Emotionally unpacking this experience is something I really didn't want to have to do. It's something that I still don't really want to do. I want to bundle it all up in a bag and forget about it. I want to leave it on the bedroom floor, like I left my suitcase, and just pile other stuff on top of it. I want to forget what is in the bag and maybe even pretend it didn't happen - because there is just too much to unpack and it is too intertwined with the much more crushing loss of Maxie. If he hadn't died, I really don't think this experience would have happened at all. And packing up baby stuff - looking for places to put it all - and wondering, with a heavy heart, whether it will ever be used, is all too familiar. Much different - but still familiar.
When I got home, several people offered to put me in touch with their friends who could talk to me about their failed adoption experiences. A few people told me that they knew it was "like a death" - words that stung to hear. Not bringing home this baby was not like a death. The death of a child doesn't only mean an end to the fantasies that the parents had for their child but it also (and much more horrifically) means the end of that child's life. The little girl I fell in love with in Georgia still lives - she has people who love her, an older sibling, a bunch of experiences waiting for her in the future. Do I wish she was mine? Yes! Totally. Am I completely turned upside down by having to leave her there? For sure. But, all this really is is the end of a certain dream of mine. It doesn't even compare to having to know that Max will never have dreams of his own - but I'm still sad.
I have finally unpacked the contents of that suitcase but I need to leave almost all of the emotional stuff packed up. There are so many layers of hurt and I just haven't gotten to the point yet where I can look at it at all without becoming completely unglued....and unglued was exactly how I felt on my last day there. It was awful and I am scared to let myself go there again. I've definitely learned by now that all wounds, great and small, take time to heal. I guess I will have to postpone the healing with this one (and so many others that have come over the last few years) because I am still working on trying to heal (as much as possible) the heartbreak of Max dying. I do know that leaving Georgia without that baby girl opened up the Maxie wound. When I have allowed it to surface, even momentarily, it hasn't been pretty.
I have no reason to be posting the photo below except that my grandma used to always tell us grandkids that we were her best medicine. I never really thought about the meaning. I just thought it was one of those grandmotherly things to say. But, just look at this kid! It pretty hard to stay sad with this guy around.

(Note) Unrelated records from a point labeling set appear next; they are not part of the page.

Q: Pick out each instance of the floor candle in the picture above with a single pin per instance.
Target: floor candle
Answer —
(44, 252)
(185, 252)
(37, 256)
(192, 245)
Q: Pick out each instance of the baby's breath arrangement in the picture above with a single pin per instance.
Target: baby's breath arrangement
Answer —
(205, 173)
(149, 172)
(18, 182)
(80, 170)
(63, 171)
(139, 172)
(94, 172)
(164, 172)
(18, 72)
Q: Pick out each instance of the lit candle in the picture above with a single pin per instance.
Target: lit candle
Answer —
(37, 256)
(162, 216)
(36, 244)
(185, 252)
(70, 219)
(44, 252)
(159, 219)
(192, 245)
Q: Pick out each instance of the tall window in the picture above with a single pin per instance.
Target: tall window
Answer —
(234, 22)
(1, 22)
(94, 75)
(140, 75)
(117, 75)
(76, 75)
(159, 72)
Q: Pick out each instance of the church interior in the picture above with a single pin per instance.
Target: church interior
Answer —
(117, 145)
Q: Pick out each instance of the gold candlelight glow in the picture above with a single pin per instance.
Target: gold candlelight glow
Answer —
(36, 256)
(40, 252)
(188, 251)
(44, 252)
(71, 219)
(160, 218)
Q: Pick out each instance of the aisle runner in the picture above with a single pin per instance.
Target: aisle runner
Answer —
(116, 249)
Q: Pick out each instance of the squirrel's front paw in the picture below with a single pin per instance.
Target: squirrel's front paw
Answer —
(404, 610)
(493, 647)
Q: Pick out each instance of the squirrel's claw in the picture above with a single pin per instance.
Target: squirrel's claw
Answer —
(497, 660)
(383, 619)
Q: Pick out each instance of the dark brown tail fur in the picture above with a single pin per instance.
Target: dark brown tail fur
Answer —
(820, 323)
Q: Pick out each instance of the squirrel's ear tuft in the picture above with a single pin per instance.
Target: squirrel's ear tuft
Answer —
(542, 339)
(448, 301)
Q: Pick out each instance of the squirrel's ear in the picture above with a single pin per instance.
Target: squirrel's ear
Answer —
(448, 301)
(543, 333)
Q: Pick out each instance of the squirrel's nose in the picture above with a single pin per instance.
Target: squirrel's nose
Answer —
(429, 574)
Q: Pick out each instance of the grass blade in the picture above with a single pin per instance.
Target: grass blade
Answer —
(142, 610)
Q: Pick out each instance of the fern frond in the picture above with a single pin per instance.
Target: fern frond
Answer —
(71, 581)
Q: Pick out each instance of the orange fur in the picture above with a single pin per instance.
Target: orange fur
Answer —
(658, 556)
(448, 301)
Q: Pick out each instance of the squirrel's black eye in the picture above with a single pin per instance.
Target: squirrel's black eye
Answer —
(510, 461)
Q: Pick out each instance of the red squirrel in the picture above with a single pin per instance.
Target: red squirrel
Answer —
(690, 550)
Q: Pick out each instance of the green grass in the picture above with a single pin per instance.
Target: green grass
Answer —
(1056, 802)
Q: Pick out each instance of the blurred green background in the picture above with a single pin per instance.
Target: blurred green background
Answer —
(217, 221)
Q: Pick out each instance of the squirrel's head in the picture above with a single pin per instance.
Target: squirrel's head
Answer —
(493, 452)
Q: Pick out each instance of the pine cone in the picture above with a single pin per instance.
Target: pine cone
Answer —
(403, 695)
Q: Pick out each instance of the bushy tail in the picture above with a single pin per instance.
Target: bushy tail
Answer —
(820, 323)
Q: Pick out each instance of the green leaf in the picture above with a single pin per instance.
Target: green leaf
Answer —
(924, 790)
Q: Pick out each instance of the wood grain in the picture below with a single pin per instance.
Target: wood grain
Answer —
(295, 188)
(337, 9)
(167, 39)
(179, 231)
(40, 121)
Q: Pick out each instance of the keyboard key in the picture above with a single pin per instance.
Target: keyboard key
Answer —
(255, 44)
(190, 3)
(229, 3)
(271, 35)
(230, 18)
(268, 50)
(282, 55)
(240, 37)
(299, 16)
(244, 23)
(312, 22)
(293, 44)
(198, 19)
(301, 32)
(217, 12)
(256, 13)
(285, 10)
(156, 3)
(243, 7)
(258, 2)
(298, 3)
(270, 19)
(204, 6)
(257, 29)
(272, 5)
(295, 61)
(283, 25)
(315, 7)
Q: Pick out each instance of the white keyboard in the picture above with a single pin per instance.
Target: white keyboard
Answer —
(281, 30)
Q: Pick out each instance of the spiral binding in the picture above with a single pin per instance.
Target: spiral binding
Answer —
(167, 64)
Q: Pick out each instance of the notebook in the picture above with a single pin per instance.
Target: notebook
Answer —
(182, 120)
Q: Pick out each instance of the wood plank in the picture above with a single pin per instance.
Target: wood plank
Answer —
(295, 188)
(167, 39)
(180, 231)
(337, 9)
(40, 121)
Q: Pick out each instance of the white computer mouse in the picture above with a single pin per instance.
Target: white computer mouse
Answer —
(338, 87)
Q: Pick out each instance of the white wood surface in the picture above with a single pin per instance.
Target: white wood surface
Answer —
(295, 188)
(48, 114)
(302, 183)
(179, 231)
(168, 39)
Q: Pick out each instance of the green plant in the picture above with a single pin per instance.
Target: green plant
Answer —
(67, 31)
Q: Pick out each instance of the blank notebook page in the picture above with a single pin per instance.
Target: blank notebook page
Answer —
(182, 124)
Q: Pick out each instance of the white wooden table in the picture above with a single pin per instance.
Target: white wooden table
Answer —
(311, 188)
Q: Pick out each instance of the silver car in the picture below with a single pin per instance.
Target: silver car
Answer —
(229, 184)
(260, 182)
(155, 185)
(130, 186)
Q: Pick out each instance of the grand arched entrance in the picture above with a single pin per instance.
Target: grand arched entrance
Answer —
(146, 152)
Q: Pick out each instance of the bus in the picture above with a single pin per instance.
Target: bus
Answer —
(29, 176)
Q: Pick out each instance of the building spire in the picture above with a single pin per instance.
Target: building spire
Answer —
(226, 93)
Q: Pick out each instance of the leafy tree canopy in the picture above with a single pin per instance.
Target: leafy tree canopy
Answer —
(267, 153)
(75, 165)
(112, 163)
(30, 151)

Mosie - he really IS my best medicine.
Mosie - he really IS my best medicine.
3 comments
I feel you, dear Abby. And I'm with you. You can only unpack what you can tolerate. You're so strong and so pro-life. The photo of the dearest Moesie is perfect on this post - i understand your Grandma very well. Love, CS
What a sweet dose of medicine he is! Gobble him up!
I think you have a good way of putting things into perspective. This may be like a death...of a DREAM...but the REALITY is, thankfully, it isn't an actual death! The two are very different. While the pain you are feeling from this loss feeds into some of the deep feeling you have because of the death of your baby, they are just not the same, and that makes complete sense. It is still so disappointing and heartbreaking, and regretful. I'm so sorry!!!